Does a dutch oven count? This is the only way I cook any pork outside of my kettle since I read it. It's one of the the only reasons I trim anything off of whole spares before cooking them.
Sauerkraut & Pork
http://www.bbq-brethren.com/forum/showthread.php?t=94740
I normally only would cook this sort of of dish in the winter, but it's on my list while my wife is out of town, as she doesn't like sauerkraut.
 
I trim and salt my ribs over night. Then after I fire up my grill I apply rub with no salt and wait until my grill got up to temp, usually 15-20 minutes
 
Does a dutch oven count? This is the only way I cook any pork outside of my kettle since I read it. It's one of the the only reasons I trim anything off of whole spares before cooking them.
Sauerkraut & Pork
http://www.bbq-brethren.com/forum/showthread.php?t=94740
I normally only would cook this sort of of dish in the winter, but it's on my list while my wife is out of town, as she doesn't like sauerkraut.


Very Interesting dish! I will for sure try this come fall
 
I put my rub on right after I finish boiling the ribs. Ain't they beauties?

2_zpstbmxueji.jpg


Seriously, ribs are thin and don't need a lot of time for the salt to work on the protein molecules. I prep the ribs, put on the rub, then get the pit going. Once to temp, on go the ribs.

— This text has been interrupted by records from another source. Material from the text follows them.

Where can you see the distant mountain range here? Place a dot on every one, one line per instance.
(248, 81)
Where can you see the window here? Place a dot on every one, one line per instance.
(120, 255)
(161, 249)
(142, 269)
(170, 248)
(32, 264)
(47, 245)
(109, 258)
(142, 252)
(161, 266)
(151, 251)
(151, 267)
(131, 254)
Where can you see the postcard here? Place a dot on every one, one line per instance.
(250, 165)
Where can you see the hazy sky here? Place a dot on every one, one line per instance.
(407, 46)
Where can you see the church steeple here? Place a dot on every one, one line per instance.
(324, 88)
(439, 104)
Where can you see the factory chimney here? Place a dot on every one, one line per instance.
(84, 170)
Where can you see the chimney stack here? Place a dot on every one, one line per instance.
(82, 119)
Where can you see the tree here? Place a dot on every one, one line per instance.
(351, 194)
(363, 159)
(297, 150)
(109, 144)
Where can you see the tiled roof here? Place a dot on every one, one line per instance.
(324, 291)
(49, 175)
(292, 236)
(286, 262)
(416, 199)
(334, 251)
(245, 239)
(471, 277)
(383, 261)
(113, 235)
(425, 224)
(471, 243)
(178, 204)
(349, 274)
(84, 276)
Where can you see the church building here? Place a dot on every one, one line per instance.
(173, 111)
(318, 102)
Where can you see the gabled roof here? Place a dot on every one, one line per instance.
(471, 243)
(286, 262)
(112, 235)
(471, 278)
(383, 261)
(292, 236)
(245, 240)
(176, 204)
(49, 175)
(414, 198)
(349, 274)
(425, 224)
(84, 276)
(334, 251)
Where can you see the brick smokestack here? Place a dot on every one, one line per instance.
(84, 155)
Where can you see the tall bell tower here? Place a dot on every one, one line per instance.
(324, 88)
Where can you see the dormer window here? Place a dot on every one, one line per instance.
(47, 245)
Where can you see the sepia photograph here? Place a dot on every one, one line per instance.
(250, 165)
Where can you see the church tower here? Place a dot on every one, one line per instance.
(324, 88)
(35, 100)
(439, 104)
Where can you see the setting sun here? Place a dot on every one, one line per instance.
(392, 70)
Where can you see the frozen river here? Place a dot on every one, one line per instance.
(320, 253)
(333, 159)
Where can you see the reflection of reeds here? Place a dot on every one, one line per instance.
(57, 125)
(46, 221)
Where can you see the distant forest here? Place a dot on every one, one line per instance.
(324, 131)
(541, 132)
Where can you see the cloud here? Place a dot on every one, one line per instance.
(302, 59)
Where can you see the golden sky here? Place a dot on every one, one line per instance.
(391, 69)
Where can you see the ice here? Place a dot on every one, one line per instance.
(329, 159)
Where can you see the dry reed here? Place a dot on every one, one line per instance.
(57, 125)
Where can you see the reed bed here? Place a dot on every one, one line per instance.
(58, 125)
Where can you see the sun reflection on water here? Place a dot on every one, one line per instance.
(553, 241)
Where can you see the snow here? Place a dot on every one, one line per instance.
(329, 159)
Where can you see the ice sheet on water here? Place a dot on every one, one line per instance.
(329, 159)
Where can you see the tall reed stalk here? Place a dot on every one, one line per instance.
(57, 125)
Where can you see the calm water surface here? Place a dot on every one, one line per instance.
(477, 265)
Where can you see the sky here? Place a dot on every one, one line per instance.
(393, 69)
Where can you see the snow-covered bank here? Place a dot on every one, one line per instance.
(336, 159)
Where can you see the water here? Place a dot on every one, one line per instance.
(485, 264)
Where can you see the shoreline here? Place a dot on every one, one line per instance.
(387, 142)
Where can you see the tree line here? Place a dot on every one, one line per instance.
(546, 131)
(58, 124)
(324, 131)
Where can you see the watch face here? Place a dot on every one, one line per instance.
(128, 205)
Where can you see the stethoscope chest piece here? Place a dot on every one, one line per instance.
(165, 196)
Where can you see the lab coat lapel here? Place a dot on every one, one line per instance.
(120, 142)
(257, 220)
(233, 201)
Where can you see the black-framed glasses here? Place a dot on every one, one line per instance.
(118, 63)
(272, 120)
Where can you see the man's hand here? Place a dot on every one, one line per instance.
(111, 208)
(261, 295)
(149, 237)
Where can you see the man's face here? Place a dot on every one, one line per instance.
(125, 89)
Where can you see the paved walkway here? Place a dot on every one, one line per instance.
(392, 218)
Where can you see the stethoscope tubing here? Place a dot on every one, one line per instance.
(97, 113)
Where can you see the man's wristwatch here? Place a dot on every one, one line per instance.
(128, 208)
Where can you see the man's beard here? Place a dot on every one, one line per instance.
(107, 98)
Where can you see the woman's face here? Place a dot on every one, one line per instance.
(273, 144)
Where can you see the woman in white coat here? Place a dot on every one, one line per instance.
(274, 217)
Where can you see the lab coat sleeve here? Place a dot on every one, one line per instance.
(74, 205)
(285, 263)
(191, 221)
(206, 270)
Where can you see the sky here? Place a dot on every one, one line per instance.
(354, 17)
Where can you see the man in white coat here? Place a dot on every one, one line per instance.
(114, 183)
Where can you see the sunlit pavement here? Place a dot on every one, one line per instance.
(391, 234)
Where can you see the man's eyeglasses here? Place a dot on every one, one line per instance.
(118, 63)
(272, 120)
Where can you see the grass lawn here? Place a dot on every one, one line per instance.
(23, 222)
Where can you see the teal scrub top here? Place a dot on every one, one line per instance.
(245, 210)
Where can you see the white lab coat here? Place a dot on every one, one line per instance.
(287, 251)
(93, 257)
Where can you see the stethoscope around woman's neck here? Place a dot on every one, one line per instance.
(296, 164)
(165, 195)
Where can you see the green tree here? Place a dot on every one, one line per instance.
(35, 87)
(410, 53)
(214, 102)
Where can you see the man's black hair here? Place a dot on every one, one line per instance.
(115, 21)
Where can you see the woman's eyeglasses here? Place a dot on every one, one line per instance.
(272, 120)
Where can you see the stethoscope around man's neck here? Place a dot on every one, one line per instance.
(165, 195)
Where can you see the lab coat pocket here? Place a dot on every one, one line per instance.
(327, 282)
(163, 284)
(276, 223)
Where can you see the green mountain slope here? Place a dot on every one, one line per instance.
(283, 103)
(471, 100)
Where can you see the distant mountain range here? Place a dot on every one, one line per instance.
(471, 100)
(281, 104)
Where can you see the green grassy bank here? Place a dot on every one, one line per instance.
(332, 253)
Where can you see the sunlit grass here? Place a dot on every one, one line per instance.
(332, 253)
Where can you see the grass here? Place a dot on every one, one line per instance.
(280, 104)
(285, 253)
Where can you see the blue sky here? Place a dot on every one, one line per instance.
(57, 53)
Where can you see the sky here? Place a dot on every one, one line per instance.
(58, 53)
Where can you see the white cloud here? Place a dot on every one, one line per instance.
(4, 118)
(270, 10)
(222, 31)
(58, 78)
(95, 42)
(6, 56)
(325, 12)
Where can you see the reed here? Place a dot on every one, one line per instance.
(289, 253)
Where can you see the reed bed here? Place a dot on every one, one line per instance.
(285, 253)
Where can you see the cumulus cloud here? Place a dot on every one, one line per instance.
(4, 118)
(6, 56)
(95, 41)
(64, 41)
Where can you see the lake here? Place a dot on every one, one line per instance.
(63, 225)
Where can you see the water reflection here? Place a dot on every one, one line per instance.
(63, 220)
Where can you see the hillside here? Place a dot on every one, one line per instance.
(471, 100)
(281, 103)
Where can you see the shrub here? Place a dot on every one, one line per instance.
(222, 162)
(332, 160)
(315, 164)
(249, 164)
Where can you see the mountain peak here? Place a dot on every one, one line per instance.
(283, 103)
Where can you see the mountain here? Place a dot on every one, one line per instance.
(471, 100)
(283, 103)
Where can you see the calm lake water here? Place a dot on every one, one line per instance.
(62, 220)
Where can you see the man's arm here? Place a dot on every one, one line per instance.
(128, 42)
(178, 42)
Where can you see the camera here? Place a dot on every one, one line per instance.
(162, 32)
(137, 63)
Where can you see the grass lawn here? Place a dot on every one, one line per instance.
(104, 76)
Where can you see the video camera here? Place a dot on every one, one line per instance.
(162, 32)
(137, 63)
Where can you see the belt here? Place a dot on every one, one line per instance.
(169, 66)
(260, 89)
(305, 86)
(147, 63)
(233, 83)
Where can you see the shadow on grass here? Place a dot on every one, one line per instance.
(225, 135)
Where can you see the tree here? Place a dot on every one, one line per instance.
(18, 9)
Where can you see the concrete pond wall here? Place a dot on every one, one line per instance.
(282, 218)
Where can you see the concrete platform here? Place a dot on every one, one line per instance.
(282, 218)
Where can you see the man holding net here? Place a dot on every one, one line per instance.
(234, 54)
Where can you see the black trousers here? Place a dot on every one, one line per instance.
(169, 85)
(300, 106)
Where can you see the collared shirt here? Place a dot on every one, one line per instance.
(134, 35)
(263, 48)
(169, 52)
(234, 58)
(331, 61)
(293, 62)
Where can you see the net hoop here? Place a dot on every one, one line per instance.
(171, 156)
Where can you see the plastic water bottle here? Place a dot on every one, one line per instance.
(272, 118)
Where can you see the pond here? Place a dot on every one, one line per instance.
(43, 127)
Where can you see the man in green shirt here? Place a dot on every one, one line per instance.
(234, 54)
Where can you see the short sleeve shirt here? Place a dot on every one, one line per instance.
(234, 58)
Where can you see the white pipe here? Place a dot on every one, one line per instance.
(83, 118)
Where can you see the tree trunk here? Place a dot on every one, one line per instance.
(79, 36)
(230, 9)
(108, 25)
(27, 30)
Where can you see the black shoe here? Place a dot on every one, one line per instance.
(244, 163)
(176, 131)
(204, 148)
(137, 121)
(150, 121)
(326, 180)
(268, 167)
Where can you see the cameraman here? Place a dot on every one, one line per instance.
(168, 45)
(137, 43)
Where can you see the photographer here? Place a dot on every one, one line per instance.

please no more boiled ribs thought i was going to farken puke i put my rub on and go start the lang and wait for it to come up to temp
 
I always apply my rub as the pit is coming up to temp. Gives the rub plenty of time to set and if for some reason I want it heavier it'll take a second dusting right as they go on.

I generally dislike overnight rubs on ribs unless there's little to no sugar or salt. Since the ribs are so thin they take seasoning fairly easily and long periods with salt, sugar or both can leave them hammy to MY tastes. But, I know a lot of folk that really enjoy that so what evvvv smoke'em if ya got'em.:mrgreen:
 
I rub before making the fire so they sit at room temp about an hour
3 hours
1 hour foil
And then I reapply rub and go another hour (no foil)
I find reapplying helps with bark.
 
Just while the cooker is started & heating up......enough time for the concoction to melt in a bit.....the heat & pig juice does the rest....
(A more important consideration, for me, is counter-clockwise burn, for pork....this will not apply to all style cookers,but makes all the difference on a kettle)

FathersDay2013004.jpg


Long as they look like this after awhile....

FathersDay2013011.jpg


FathersDay2013012.jpg
 
I used to apply the night before, and now it's a couple hours before starting the smoker. The change was not due to any reason only convenience for me. There is virtually no taste difference between letting them sit overnight, and a few hours before.

Never had a problem with smoke absorption or a smoke ring, both appear and taste the same.